This technology isn’t some far-fetched reality. The first example of cultivated meat came out of the Netherlands in 2013 in the form of a $330,000 hamburger which two food critics ate at a news conference. They both agreed it was close to meat but with differences in juiciness, texture and taste. More recently, the world’s first cultivated meat product hit the market in 2020 in the form of chicken served at a restaurant in Singapore.
Around the globe and within the United States, many cultivated meat startups have been founded with the promise that lab-grown meat will lure climate-conscious consumers, much like plant-based meats did with products such as the Impossible Burger in recent years. These promises, in turn, have fueled huge private investments. Upside Foods, a company based in San Francisco, just opened a scaled-up production plant with the capacity of producing 50,000 pounds a year of cultivated meat, seemingly bringing that promise closer to reality.
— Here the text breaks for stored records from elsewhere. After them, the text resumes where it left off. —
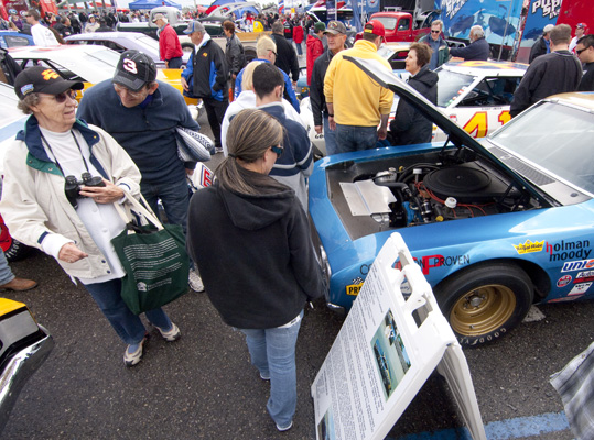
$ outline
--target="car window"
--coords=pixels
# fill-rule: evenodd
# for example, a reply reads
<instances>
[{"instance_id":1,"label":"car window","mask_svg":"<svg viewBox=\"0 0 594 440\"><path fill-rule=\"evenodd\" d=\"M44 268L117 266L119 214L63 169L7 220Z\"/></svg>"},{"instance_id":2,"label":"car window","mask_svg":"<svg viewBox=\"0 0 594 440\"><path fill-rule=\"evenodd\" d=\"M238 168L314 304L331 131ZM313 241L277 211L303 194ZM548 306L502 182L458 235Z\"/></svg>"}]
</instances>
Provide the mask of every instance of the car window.
<instances>
[{"instance_id":1,"label":"car window","mask_svg":"<svg viewBox=\"0 0 594 440\"><path fill-rule=\"evenodd\" d=\"M393 16L375 16L374 20L379 21L384 24L384 28L389 29L390 31L396 28L397 20Z\"/></svg>"},{"instance_id":2,"label":"car window","mask_svg":"<svg viewBox=\"0 0 594 440\"><path fill-rule=\"evenodd\" d=\"M484 78L458 107L509 106L521 78Z\"/></svg>"},{"instance_id":3,"label":"car window","mask_svg":"<svg viewBox=\"0 0 594 440\"><path fill-rule=\"evenodd\" d=\"M410 29L410 19L400 19L398 22L399 31L408 31Z\"/></svg>"},{"instance_id":4,"label":"car window","mask_svg":"<svg viewBox=\"0 0 594 440\"><path fill-rule=\"evenodd\" d=\"M474 81L474 76L439 68L438 107L447 107Z\"/></svg>"},{"instance_id":5,"label":"car window","mask_svg":"<svg viewBox=\"0 0 594 440\"><path fill-rule=\"evenodd\" d=\"M29 46L29 40L23 36L6 35L4 41L8 47Z\"/></svg>"},{"instance_id":6,"label":"car window","mask_svg":"<svg viewBox=\"0 0 594 440\"><path fill-rule=\"evenodd\" d=\"M490 139L557 176L594 193L594 113L543 102Z\"/></svg>"}]
</instances>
But there is a key difference between cultivated and plant-based meats: the high costs. Some stakeholders, like startups looking for investments, say costs will come down as production becomes larger scale and the infrastructure is developed, while others say cultivated meat will never be economically feasible. Prices have certainly dropped since that first $330,000 burger — a cultivated meat burger today costs about $9.80. But Kaplan said that the answer is unclear.
“I don’t think any of the projections are really accurate, because no one knows,” Kaplan said. “There’s no data, right? So that’s our goal is to fill that gap.”
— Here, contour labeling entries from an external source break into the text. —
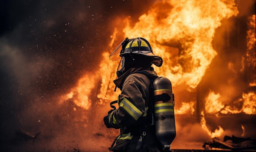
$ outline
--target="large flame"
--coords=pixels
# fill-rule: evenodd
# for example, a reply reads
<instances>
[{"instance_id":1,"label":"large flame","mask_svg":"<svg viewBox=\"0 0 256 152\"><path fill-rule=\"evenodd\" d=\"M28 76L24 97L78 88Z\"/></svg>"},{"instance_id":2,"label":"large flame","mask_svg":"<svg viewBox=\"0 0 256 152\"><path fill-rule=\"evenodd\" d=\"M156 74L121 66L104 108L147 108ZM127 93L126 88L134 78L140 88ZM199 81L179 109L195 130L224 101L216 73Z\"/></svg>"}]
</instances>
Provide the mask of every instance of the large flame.
<instances>
[{"instance_id":1,"label":"large flame","mask_svg":"<svg viewBox=\"0 0 256 152\"><path fill-rule=\"evenodd\" d=\"M150 42L154 52L163 58L159 73L173 85L195 88L217 55L211 44L215 29L223 18L238 13L235 5L233 0L159 2L134 26L128 21L124 32Z\"/></svg>"},{"instance_id":2,"label":"large flame","mask_svg":"<svg viewBox=\"0 0 256 152\"><path fill-rule=\"evenodd\" d=\"M200 123L203 129L207 133L208 135L211 138L219 137L221 135L221 134L224 131L223 128L220 126L219 126L219 129L216 129L214 130L214 132L212 132L209 130L206 125L206 121L204 118L204 114L203 111L201 112L201 118Z\"/></svg>"}]
</instances>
Andrew Stout, a Ph.D. student in the lab, agreed that at the moment, it’s unclear how costs will change in the coming years.
“There’s been a lot of hype — and potentially unrealistic hype — about the timeframe that these sort of products might reach the market,” Stout said.
So while cultivated meat may not reach the low target costs companies claim they will within five to 10 years, it’s still possible that scientific advancement in the next 20 or 30 years could bring consumers closer to purchasing the meats at an affordable price in the store.
Despite the uncertainty, researchers are pushing forward because the intense threats of climate change and population growth demand innovative solutions.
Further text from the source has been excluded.